Thursday 12 February 2009

Thursday Talking Point - F. Scott Fitzgerald

This week's top recommendation was The Curious Case of Benjamin Button, although unfortunately I was unable to see it myself due to scheduling difficulties. However, in keeping with the scope of the Thursday Talking Point I will discuss a theme associated with Benjamin Button, so this week it's Hollywoods relationship with F. Scott Fitzgerald.


Francis Scott Fitzgerald was born to an Irish Catholic family on 24 September 1896. He seems to have been forever destined to become a writer, publishing detective stories in his school newspaper and whilst at Princeton. Although he did not complete his studies, leaving to enlist for the First World War.


He never saw action, but he did then meet Zelda Sayre, the woman who would shape his wrting and his life irrevocably before she developed schizophrenia.

His first novel, published before he was married in 1920, was This Side of Paradise and concerned the loves of a ambitious writer.

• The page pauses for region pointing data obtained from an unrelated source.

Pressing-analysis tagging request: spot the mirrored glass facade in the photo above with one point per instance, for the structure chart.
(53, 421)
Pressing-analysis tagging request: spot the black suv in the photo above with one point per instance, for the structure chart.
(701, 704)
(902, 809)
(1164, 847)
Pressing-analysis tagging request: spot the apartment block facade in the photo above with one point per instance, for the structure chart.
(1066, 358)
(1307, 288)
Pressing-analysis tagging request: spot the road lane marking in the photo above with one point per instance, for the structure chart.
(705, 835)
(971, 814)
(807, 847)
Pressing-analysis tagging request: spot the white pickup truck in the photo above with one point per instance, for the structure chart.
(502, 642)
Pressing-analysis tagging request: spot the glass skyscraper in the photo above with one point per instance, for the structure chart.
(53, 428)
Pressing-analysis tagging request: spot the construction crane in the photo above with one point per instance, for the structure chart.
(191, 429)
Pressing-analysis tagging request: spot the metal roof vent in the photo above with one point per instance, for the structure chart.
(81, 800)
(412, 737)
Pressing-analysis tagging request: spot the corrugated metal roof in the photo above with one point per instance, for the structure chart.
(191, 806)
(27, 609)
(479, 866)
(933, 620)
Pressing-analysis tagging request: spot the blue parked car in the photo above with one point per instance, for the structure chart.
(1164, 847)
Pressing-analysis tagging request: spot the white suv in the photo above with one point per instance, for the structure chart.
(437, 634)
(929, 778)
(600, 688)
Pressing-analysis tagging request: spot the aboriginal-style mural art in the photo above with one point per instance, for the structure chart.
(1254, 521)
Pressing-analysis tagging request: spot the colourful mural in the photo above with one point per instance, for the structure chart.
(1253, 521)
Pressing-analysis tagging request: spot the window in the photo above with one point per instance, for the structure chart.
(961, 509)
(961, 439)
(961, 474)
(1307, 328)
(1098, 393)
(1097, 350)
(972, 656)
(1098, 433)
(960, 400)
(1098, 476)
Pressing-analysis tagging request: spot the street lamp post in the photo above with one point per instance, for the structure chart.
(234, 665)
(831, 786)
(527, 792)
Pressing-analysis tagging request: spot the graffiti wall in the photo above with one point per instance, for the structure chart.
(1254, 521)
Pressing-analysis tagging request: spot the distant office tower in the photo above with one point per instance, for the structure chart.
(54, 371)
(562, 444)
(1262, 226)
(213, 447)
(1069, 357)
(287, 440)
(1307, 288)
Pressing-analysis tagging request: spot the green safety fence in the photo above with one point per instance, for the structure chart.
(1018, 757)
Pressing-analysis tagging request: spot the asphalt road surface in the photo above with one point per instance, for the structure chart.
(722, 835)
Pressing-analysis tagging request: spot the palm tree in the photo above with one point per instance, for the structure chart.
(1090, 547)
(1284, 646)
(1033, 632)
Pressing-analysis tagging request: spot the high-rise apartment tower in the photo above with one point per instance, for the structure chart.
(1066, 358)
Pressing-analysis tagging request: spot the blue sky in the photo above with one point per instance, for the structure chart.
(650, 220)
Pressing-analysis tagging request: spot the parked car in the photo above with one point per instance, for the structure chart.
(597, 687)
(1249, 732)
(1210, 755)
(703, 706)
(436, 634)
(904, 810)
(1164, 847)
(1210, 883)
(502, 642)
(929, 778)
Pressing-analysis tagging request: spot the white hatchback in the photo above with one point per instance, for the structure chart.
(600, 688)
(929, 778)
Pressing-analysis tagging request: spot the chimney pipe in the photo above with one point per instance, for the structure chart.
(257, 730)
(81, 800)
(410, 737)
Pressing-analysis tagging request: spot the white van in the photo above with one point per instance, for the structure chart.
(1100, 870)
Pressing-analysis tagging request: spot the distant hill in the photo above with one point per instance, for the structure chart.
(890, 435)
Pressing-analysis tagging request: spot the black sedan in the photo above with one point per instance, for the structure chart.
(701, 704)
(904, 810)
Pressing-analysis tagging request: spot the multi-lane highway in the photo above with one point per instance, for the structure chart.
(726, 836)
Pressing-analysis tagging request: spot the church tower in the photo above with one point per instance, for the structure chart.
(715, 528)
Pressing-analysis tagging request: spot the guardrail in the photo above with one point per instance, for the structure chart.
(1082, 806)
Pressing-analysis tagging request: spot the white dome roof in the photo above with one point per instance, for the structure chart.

It was followed by The Beautiful and the Damned in 1922.

Three years later Fitzgerald's masterpiece The Great Gatsby hit the shelves. The novel concerns itself with the failure of the American dream post World War I, and how the endless pursuit of monetary gain can become just taht with people never satisfied with what they have.

Fitzgerald wrote only one more novel whilst he lived and The Last Tycoon, edited from his notes was published in 1941 the year after he died. Although he wrote numerous short stories either for magazines (easy money for someone like Fitzgerald) or as part of collections.

The success of Fitzgerald's first noel was so huge that Hollywood wasted no time mining his work. The first film based on Fitzgeralds writing was The Chorus Girl's Romance in 1920, based on his short story "Head and Shoulders". Needless to say other than for curiousity value, and the thought that it is probably a "lost silent" there is little to recommend this however it sparked a trend.

In the next 4 years 6 of his novels and short stories were adapted, and The Great Gatbsy, starring Warner Baxter as Gatsby and William Powell as Wilson, went into production soon after the book was published.

From the 1930's Fitzgerald began to work inside the Hollywood on short stories. Essentially a hack, although he worked on some well remembered films like Marie Antoinette, The Women and even Gone with the Wind, although the scenes he wrote were not later filmed. His time in Hollywood may have been degrading but it certainly gave him plenty to write about, be it the "Pat Hobby Stories", about a Hollywood hack much like Fitzgerald, or his final novel, based on the Irving Thalberg.

Since his death Fitzgerald's works have gone inand out of fashion, although it is now widely regarded that he is one of the greatest American novelists of the 20th Century. Gatsby itslef has seen 4 incarnations with Alan Ladd, Robert Redford and Toby Stephens all taking on the iconic role. There is even another version currently in the pre-production stage from director Baz Luhrmann, and if anyone can pull off the fascination yet disgust we will feel towards the opulence on show I think Luhrmann will be able to do it.